Um colapso que reflecte a tendência nacional do sector (-8,2% -131 milhões) e o grave clima de incerteza internacional. Também fortemente penalizados foram a exportação de produtos metálicos (-7,9% -249 milhões), o setor automóvel (-8,5% -655 milhões) e a produção alimentar (-4,5% -348 milhões).
Para a Calábria, cuja economia é governada por pequenas e médias empresas, a preocupação continua elevada. “As exportações constituem uma parte importante do volume de negócios da economia calabresa. Os Estados Unidos, em particular, sempre foram um bom mercado graças também à presença de muitos compatriotas.
“O futuro – continua – é feito de novos mercados e é isso que a nossa confederação já está a fazer com particular atenção à Ásia e à África”.
“É essencial – afirma o presidente da CNA Nazionale, Dario Costantini – dar estabilidade e segurança ao comércio internacional, reduzindo barreiras – sublinha Costantini – e ao mesmo tempo acelerar o desenvolvimento de novos mercados, definindo ferramentas e medidas para acompanhar o público das pequenas empresas”.
No ano passado, as exportações italianas foram sustentadas pelo setor farmacêutico. Em 2025, segundo levantamento da CNA, tornou-se o primeiro setor com participação de 22,7% no total das exportações para os Estados Unidos.

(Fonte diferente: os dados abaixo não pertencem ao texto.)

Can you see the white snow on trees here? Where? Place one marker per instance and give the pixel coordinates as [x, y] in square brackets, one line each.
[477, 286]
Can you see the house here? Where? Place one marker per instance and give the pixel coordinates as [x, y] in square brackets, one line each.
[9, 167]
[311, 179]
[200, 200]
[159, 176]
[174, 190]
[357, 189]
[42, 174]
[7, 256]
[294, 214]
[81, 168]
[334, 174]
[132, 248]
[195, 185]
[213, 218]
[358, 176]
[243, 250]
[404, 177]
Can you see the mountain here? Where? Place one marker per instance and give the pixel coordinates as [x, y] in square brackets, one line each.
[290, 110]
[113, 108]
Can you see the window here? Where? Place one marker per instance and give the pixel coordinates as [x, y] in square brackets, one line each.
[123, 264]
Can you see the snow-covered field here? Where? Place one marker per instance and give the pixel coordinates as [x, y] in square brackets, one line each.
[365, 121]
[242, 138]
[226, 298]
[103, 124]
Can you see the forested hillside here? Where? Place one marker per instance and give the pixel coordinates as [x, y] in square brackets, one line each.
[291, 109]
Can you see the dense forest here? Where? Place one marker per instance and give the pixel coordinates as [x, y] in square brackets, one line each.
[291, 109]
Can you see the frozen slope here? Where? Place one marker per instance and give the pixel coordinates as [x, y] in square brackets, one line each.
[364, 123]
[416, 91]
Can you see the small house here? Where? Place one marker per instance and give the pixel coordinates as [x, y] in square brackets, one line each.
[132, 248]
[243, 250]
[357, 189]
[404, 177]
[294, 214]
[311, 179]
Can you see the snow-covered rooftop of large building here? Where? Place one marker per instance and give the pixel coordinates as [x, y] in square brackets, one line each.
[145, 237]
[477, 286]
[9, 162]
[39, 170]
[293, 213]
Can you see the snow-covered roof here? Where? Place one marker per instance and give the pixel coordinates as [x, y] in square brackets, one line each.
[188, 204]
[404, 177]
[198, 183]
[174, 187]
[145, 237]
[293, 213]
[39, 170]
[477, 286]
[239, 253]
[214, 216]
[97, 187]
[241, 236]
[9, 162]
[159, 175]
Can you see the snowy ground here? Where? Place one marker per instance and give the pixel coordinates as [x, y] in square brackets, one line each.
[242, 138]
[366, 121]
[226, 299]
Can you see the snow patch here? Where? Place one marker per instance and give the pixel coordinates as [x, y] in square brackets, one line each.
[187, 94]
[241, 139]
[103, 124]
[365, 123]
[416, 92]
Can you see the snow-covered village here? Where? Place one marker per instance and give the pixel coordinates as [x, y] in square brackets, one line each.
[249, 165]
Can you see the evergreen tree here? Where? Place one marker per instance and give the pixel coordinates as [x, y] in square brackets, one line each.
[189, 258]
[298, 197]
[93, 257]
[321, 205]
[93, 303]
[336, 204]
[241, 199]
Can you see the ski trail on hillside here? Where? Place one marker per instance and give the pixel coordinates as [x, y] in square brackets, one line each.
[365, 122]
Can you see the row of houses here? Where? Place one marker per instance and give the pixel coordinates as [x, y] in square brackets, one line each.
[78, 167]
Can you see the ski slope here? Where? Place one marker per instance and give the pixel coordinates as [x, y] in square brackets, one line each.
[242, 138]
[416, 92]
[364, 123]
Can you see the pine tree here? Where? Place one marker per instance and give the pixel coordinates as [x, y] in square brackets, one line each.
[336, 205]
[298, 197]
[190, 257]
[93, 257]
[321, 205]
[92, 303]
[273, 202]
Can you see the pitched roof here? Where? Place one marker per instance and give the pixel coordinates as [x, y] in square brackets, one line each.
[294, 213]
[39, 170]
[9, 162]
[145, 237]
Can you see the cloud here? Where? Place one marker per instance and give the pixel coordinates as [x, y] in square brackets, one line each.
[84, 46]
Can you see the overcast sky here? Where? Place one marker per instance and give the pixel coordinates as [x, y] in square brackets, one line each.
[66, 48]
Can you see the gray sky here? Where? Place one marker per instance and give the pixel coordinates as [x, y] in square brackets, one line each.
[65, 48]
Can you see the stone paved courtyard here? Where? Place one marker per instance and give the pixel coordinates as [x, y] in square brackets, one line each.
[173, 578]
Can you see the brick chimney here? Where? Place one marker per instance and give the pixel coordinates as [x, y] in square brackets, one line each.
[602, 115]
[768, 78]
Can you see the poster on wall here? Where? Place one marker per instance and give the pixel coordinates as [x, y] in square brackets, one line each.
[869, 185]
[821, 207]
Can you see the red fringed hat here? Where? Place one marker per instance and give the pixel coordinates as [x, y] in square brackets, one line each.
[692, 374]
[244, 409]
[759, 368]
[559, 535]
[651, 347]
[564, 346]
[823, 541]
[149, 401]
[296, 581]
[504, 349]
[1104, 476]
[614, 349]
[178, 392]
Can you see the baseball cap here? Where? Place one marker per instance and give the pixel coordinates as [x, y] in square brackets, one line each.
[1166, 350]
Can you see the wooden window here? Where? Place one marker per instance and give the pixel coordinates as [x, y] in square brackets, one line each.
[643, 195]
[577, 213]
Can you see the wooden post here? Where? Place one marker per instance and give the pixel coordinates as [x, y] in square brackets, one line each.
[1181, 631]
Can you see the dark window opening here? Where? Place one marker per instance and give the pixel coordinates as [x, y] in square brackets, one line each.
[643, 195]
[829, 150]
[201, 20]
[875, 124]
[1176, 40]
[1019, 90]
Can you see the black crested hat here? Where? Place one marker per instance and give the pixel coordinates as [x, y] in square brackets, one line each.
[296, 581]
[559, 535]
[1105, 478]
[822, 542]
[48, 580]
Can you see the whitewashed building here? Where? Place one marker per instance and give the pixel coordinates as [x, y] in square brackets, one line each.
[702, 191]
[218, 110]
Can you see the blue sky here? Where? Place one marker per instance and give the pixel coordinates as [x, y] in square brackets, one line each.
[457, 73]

Entre as excelências do Made in Italy, o teste dos direitos foi superado pela cadeia de abastecimento da moda (têxteis, vestuário e marroquinaria) com um valor de 5,7 mil milhões, um aumento de 2,4% face ao ano anterior, graças ao bom desempenho no último trimestre do ano (+5,6%).
No total, os setores tradicionais Made in Italy registaram uma queda nas vendas nos EUA de 3,7%. Globalmente, 2025 fechou com um aumento de 1,7%, graças a +2,6% para os países da UE, +3,4% no Reino Unido, +9,4% nos países da OPEP e +4% na Índia, enquanto um declínio de dois dígitos (-13,4%) no mercado chinês.